О, как обманчивы расстояния на открытом заснеженном пространстве! На берегу мне казалось, что до пирамиды за рекой хотя и не рукой подать, но и не так уж далеко. Отдышавшись, я направился туда, а Андрей остался у прибора, чтобы подснять теодолитом поднятую мной над конечной точкой трёхметровую геодезическую рейку. Пройдя по реке метров двести, я понял, что весьма ошибся в оценке расстояния до пирамиды: противоположный берег ко мне возможно и приблизился, но на глаз этого никак не было заметно. Идти, проваливаясь, по глубокому нетронутому никем снегу, истратив перед этим львиную долю жизненной энергии на рыхлом склоне - неимоверно трудно. Каждый шаг требует предельной концентрации воли и сил именно тогда, когда ты полностью опустошён, когда взяться им уже совершенно неоткуда.

От усталости, мысли в голове путались. На обратном пути в какой–то момент начало казаться, что добрести до машины просто нереально. Не было сил не только для того, чтобы двигаться, но даже и для того, чтобы закричать, потому что сил не было просто ни на что… С тех пор я твердо знаю: самое тяжкое в жизни - это не преодоление пути к намеченной цели, какой бы труднодоступной она ни казалась, а дорога домой. Не всегда важно дошёл ли ты до конца, гораздо важнее суметь вернуться.

В самый тяжкий момент, когда в глубоком снегу оставалось только плыть, всем своим телом пропахивая его точно плугом, не ощущая под ногами ничего твёрдого, зависая в снеге, как в пене, в самый этот крайний миг почудилось мне, будто я опять там, в юности, на руднике под землёй на глубине две тысячи двести метров, где когда–то работал…

И снова та же авария, и нет ни электричества, ни связи, ни помощи, ни хотя бы информации о том, что же случилось. Но там нас было трое, я замыкал группу. Мы ползли, шли, потом снова ползли по горным выработкам в кромешной тишине и темноте, освещаемой тускнеющими шахтерскими фонарями.
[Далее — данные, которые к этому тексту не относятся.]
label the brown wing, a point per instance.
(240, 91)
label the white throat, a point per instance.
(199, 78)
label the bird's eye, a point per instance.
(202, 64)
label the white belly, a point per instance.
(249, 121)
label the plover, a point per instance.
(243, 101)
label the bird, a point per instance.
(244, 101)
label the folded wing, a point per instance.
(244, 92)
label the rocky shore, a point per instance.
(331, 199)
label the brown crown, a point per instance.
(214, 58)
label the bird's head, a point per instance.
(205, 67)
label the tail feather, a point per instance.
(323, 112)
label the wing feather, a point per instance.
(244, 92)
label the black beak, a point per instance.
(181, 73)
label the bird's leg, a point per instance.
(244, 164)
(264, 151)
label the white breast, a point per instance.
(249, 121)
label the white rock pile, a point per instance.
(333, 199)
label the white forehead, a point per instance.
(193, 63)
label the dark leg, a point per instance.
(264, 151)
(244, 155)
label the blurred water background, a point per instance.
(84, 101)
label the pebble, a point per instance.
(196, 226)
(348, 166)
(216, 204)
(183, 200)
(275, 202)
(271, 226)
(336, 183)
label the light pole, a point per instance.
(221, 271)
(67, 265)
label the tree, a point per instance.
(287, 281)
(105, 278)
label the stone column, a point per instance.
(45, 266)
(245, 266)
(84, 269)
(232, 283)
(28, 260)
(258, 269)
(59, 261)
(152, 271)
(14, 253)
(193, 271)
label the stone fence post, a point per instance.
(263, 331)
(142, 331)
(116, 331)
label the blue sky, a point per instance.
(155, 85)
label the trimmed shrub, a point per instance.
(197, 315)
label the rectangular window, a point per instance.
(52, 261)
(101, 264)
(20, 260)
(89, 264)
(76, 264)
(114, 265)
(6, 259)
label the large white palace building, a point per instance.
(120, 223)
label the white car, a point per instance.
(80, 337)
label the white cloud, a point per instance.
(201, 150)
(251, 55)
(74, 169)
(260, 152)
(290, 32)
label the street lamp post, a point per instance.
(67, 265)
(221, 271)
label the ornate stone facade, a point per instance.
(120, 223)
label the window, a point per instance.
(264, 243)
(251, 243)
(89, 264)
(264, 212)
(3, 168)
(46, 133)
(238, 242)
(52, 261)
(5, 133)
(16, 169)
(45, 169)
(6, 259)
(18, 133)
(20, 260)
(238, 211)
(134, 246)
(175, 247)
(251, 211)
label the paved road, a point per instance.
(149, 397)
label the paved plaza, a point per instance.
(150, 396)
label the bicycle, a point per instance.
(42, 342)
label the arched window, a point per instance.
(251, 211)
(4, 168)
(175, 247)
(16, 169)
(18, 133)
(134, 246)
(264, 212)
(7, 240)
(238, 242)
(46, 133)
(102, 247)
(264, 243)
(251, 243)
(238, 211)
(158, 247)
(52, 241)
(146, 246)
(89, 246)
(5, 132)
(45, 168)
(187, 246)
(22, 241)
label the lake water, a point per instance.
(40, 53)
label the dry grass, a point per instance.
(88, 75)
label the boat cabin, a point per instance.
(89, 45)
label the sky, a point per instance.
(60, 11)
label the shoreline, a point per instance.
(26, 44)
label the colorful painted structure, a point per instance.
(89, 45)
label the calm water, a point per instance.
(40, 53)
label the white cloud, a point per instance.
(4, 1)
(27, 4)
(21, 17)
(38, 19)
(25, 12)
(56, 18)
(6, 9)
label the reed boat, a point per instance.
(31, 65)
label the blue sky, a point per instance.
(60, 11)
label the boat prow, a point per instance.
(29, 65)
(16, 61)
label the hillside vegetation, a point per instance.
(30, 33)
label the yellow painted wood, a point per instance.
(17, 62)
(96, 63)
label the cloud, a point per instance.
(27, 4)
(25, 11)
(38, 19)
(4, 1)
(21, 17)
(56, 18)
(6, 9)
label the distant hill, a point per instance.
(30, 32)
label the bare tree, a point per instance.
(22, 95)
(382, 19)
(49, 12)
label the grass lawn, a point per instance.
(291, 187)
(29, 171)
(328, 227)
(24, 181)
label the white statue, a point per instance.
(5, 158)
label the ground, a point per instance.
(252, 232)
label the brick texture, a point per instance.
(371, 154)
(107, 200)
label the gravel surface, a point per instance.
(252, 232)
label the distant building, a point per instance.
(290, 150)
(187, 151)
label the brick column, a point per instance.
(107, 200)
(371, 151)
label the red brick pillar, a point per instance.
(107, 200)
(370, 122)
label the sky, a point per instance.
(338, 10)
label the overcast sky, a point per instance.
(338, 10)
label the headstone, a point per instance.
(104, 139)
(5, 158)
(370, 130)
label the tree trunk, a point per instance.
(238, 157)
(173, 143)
Горная порода нависала над головой, особенно это ощущалось там, где приходилось идти, согнувшись или ползти то на карачках, то на животе: сорок–пятьдесят сантиметров пространства для жизни между осыпающейся двухкилометровой толщей горы и вечной тьмой до самого ядра земли.

Было страшно за себя ещё и потому, что бояться в этом случае нельзя категорически. Любой испуг может плохо кончиться, особенно там, где нужно переползать через рудоспуск глубиной около шестидесяти метров: дыра для сброса в неё руды находилась посреди узкого прохода, на который мы набрели. Ни справа, ни слева - ни на сантиметр её невозможно миновать: только ползти поверх, надеясь, что осыпающаяся под животом порода не увлечет тебя за собой, и ты не провалишься, не рухнешь вниз навстречу своей погибели.

Смерть - это зияющая пустота, молчаливо ожидающая, и неумолимо притягивающая. И всё–таки нужно верить, верить, верить в себя, верить наперекор неоспоримой логике; нужно не думать о смерти, забыть её и ползти вперёд.